The leak also has implications for Google’s precarious position in the rapidly evolving search landscape. A group of new rivals has emerged, running on new AI software. These include OpenAI’s recently announced direct competitor to Google (“SearchGPT”), Microsoft’s long-ignored search engine Bing (now powered by ChatGPT) and its AI assistant Copilot, and Perplexity, a high-profile AI-powered chatbot. The quality of these new search engines varies, but they add competition to a long-stagnant market. Google’s lack of transparency over its search SEO rules has frustrated its users. For over a decade, users didn’t have much choice in their search engine, and Google could potentially manipulate its SEO without losing consumers. That may no longer be the case.

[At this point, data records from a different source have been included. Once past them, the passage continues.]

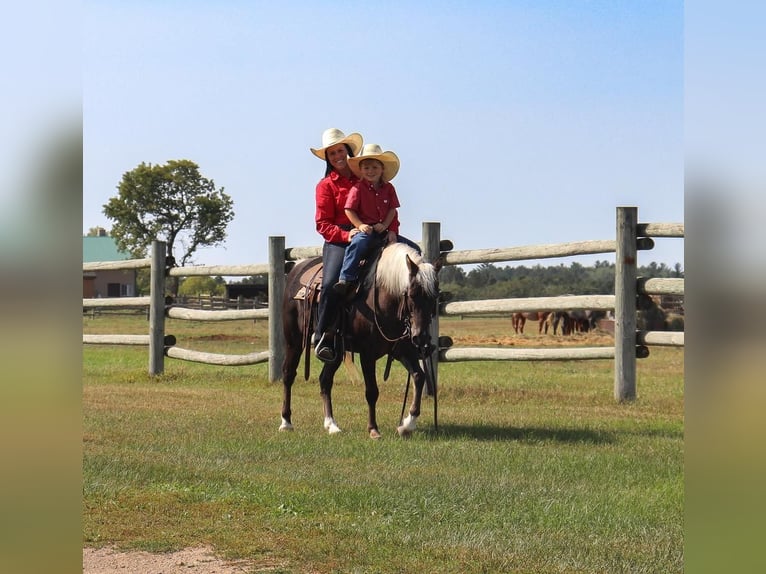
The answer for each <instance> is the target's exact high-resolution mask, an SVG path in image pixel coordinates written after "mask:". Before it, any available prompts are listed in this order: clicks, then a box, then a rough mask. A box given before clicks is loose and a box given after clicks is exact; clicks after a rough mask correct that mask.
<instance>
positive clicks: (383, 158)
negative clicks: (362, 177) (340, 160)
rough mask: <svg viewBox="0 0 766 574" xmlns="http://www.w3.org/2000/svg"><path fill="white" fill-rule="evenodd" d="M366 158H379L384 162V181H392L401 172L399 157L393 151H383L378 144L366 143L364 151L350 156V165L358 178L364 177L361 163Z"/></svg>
mask: <svg viewBox="0 0 766 574" xmlns="http://www.w3.org/2000/svg"><path fill="white" fill-rule="evenodd" d="M366 159H377V160H378V161H379V162H380V163H382V164H383V176H382V177H383V181H391V180H392V179H394V177H396V174H397V173H399V158H398V157H396V154H395V153H394V152H392V151H383V149H382V148H381V147H380V146H379V145H378V144H365V146H364V148H362V153H360V154H359V155H358V156H356V157H350V158H348V167H350V168H351V171H352V172H354V175H356V176H357V177H358V178H361V177H362V170H361V168H360V167H359V164H360V163H361V162H362V161H364V160H366Z"/></svg>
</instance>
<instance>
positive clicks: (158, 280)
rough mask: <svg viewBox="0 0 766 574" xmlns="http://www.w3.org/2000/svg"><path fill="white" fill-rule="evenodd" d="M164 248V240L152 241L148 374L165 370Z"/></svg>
mask: <svg viewBox="0 0 766 574" xmlns="http://www.w3.org/2000/svg"><path fill="white" fill-rule="evenodd" d="M165 249H166V245H165V242H164V241H156V240H155V241H152V266H151V270H150V291H149V295H150V298H149V374H150V375H160V374H162V373H163V372H164V370H165V258H166V255H165V253H166V252H165Z"/></svg>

At the recent Stigler Center Antitrust and Competition Conference, author and attorney Cory Doctorow revealed that he has begun paying $10 monthly to use a new search engine called Kagi. Instead of monetizing users for targeted marketing, Kagi offers three monthly pricing tiers that offer an ad-free, personalized search experience where “your information provider’s incentives are aligned to what’s best for you, not what’s best for advertisers.” Doctorow said at the conference: “The problem isn’t that Google is scraping us. The problem is that we can’t scrape Google.” In other words, we don’t know why Google is showing us the information it does. Google’s SEO leak has raised questions about transparency. Even if Google ignores the leak and the questions it raises, it will have a lot harder to ignore the new search competitors who may offer higher quality and perhaps more transparent services to consumers.

Author information: the author reports no conflicts of interest. You can read our information policy here.

Articles represent the opinions of their authors, not necessarily those of the University of Chicago, Booth School of Business or its faculty.